Мы трое отошли к окну и, обомлев от изумления, начали созерцать картину, которая представилась нам.
Надвинулась мгла, и мертвый мир лежал во мраке. Но на южном горизонте простиралась огненная, багровая, довольно длинная полоса, которая то меркла, то вспыхивала снова, начинала гореть самыми яркими красками и опять тускнела.
— Льюис горит! — крикнул я.
— Нет, это Брайтон, — сказал Челленджер, подойдя к нам. — Вы видите, волнистая линия гор возвышается перед заревом: значит, пожар происходит за холмами и раскинулся, вероятно, на много миль. По-видимому, весь город в огне.
В различных направлениях вспыхивали красные огни, а костер на рельсовом пути продолжал пылать, ни это были только светящиеся точки по сравнению с гигантским заревом над холмами. Какую бы об этом корреспонденцию можно было послать в газету! Было ли когда-нибудь столько богатого материала у журналиста и при этом так мало возможности использовать его? Самое потрясающее зрелище — и никого, кто дивился бы ему!

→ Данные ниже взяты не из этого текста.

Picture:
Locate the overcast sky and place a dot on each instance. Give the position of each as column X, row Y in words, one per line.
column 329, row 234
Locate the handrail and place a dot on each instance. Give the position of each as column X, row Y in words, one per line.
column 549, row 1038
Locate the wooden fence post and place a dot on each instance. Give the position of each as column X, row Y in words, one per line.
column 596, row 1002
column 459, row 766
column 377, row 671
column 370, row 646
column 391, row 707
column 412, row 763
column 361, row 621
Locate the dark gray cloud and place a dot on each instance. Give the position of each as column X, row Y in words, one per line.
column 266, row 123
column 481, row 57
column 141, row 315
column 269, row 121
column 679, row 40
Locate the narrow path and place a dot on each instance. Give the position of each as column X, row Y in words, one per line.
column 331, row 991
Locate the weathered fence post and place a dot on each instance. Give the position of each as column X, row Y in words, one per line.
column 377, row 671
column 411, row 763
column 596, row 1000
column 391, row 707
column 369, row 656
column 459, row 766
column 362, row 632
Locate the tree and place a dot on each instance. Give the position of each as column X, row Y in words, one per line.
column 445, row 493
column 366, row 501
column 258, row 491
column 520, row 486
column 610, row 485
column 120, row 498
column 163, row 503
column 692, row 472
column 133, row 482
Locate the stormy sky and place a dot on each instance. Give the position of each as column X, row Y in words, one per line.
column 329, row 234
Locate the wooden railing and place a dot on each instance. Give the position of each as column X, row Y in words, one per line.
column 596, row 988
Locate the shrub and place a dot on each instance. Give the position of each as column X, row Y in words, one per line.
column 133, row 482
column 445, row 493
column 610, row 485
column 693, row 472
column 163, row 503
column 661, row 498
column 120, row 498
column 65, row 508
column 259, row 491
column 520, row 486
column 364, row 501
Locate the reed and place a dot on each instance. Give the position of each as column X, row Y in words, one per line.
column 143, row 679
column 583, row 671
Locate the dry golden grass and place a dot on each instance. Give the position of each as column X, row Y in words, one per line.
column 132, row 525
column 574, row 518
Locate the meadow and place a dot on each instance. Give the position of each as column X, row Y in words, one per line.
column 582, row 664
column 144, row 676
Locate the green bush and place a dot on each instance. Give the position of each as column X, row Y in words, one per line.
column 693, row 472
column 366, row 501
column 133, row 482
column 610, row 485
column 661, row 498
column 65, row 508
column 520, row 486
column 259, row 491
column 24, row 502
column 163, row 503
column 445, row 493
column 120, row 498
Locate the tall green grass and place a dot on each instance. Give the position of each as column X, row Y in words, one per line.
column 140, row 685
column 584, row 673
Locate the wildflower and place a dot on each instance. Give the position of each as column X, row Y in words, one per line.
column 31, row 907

Вдруг на меня нашло увлечение репортера. Если люди науки до последнего мгновения оставались на своих постах, то и я решил не ударить перед ними в грязь лицом и сделать то, что было в моих скромных силах. Никогда, конечно, моей статье не суждено было найти читателя, но длинную ночь надо было как-нибудь скоротать: я, во всяком случае, не мог сомкнуть глаз. Вот почему в настоящее время передо мною лежит записная книжка, страницы которой сплошь исписаны были в ту ночь и которую я держал на коленях в неясном свете одной только электрической лампы. Будь у меня поэтический дар, написанное мною было бы на уровне этого исключительного события. В настоящем же виде своем эти страницы послужат ознакомлению современников со страшными переживаниями и чувствами моими в ту трагическую ночь.
Какими странными кажутся мне эти слова на титульном листе моей записной книжки! Но еще более странно то, что их написал я, Эдуард Мелоун, который только каких-нибудь двенадцать часов тому назад вышел из своей квартиры в Стритеме, не предчувствуя, какие поразительные события принесет с собою этот день. Я еще раз перебираю в памяти происшествия, мою беседу с Мак-Ардлом, первое тревожное письмо Челленджера в «Таймсе», сумасшедшую железнодорожную поездку, приятный завтрак, катастрофу, и вот уже дошло теперь до того, что мы одни остались в живых на опустевшей планете. Участь наша так неотвратима, что эти строки, которые я пишу по профессиональной привычке и которых никогда уже не прочтут человеческие глаза, кажутся мне словами умершего. Я стою перед входом в то царство теней, куда уже вошли все находившиеся вне нашего прибежища.